Wednesday, January 07, 2015

Chincy bits from around the 'Net

So I'm minding my own business, snooping around my usual haunts, when I find a couple odd things I couldn't resist commenting on.  First:

What I find so amusing is that Christians will criticize Islam for promoting slavery, complete destruction of their enemies, etc. when the Bible says almost the exact same things.

This one got my attention because the critic doesn't even go so far as to say "Well, Crusades and Galileo and the Inquisition; that's the same as 9/11 and what's happening to the Chaldeans in Iraq."  He only goes so far as to say "Sure, Christians might condemn Islam because some Muslims of dubious fidelity can justify their actions by the Q'ran, but the Bible has examples of violence and human rights violations too!"

So what?  My response was "Show me the Christians today who kill their daughters for being raped."  The Crusades didn't happen because some "warrior pope" noticed that Psalm 150 gleefully endorses smashing the skulls of an enemy's children.  They happened because--and I realize I'm grossly oversimplifying, so bear with me--the Seljuks replaced the Arab hegemony in the Levant with something that took a much dimmer view of European pilgrims and traders.

All those nasty Bronze Age values taught in the Bible?  Old Testament.  Not to say they don't have their own significance, but there was never a time during Christianity when that stuff was considered the right and proper behavior of a Christian.  Unless you count the 21st century GOP.  Maybe that's what is inspiring this critic.

So yeah, the response to people who criticize terrorism and dhimmitude doesn't even rise above "Well, your past is checkered!"  Maybe so, but we know better now.  If opposing terrorism and dhimmitude is also wrong, then what's right?  Or is it just wrong because we're the ones doing it?  Do you have some better ideas, or are you just going to sit up there and gloat about how you and your intellectual tradition have never been uncharitable to people outside your in-group?


Second:

Atheism isn't an ideology.  It is the default position for understanding the world.

Okay, so atheism is your ideology of choice.  Good to know.

All I can figure here is that this critic soaks himself in a positively atheistic scientism.  He went on to say something about how belief in an afterlife is not exempt from science, because "the soul survives death and goes to exist in some new state outside the universe" is "vaguely scientific" because it describes something that is partly in nature.

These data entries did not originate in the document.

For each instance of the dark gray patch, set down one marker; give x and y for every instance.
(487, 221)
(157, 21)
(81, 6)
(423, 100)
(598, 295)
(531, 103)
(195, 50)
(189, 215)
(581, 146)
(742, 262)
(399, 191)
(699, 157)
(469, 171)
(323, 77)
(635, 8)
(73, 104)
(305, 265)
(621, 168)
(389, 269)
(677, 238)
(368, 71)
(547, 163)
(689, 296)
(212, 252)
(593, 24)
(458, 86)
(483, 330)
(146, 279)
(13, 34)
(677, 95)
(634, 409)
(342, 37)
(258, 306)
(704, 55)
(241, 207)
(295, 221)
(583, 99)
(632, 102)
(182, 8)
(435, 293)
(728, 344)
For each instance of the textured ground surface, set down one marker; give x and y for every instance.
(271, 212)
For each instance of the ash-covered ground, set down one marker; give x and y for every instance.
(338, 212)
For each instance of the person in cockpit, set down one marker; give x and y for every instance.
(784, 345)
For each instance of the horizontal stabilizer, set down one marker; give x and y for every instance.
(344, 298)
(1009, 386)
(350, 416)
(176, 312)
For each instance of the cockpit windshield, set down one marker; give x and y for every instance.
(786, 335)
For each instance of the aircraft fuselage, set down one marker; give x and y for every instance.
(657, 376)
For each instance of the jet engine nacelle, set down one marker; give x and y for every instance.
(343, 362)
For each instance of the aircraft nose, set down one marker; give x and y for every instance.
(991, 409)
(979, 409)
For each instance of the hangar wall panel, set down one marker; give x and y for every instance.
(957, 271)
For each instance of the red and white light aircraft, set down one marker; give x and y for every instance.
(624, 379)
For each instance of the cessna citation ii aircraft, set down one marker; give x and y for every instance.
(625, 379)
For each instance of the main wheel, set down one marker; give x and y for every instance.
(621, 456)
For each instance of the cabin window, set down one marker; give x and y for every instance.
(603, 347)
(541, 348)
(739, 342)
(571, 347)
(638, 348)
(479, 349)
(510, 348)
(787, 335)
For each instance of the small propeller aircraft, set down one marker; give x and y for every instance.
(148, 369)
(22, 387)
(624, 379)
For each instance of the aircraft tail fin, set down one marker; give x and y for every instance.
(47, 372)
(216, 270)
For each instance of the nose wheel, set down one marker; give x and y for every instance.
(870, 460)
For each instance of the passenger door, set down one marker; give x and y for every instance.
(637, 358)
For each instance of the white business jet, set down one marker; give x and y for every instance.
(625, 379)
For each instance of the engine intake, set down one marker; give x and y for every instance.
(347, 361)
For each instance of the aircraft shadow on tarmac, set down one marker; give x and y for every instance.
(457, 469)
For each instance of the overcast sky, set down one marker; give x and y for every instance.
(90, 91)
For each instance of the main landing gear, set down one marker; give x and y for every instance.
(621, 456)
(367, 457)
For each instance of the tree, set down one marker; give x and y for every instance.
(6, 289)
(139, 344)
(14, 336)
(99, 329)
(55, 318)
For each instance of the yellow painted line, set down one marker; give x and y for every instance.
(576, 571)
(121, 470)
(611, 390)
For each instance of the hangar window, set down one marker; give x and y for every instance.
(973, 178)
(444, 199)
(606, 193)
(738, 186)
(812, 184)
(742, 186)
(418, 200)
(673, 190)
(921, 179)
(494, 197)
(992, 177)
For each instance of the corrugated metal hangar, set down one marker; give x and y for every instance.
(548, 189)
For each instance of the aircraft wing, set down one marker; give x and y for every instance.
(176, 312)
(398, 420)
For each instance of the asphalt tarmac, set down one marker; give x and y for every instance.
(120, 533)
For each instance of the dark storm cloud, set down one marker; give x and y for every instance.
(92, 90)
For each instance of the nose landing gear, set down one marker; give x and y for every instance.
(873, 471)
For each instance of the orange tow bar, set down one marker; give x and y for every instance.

No, it isn't scientific, unless you are the one who is vague about science; and not every phenomenon in the natural world is subject to science.  Some of those phenomena can be cataloged obliquely, but science won't reveal to you what they truly are.  If you're not sure, try to calculate for me the difference between the density of boogie woogie at STP, using the van der Waals equation, and the relativistic length of umami traveling at 0.92c. 

Whether the soul occupies or animates the body during life is a philosophical question.  Scientists may see the change when a soul departs from a body, but the sciences don't.

I think this distinction gets overlooked a lot.  Most scientists, believers and otherwise, just go about their business doing research and pimping for funding and whatnot.  A few atheistic evangelists who happen to have a STEM degree or pursue science as their day job or avocation then get credit for being "prominent and well-respected scientists who don't believe in God."  Okay, that's a half dozen any American might be able to name off the top of his head, compared to thousands or millions who don't sit down each morning at their lab benches and say "Okay, I do/don't believe in God, so this is the experiment I'm going to do to prove it for my next book."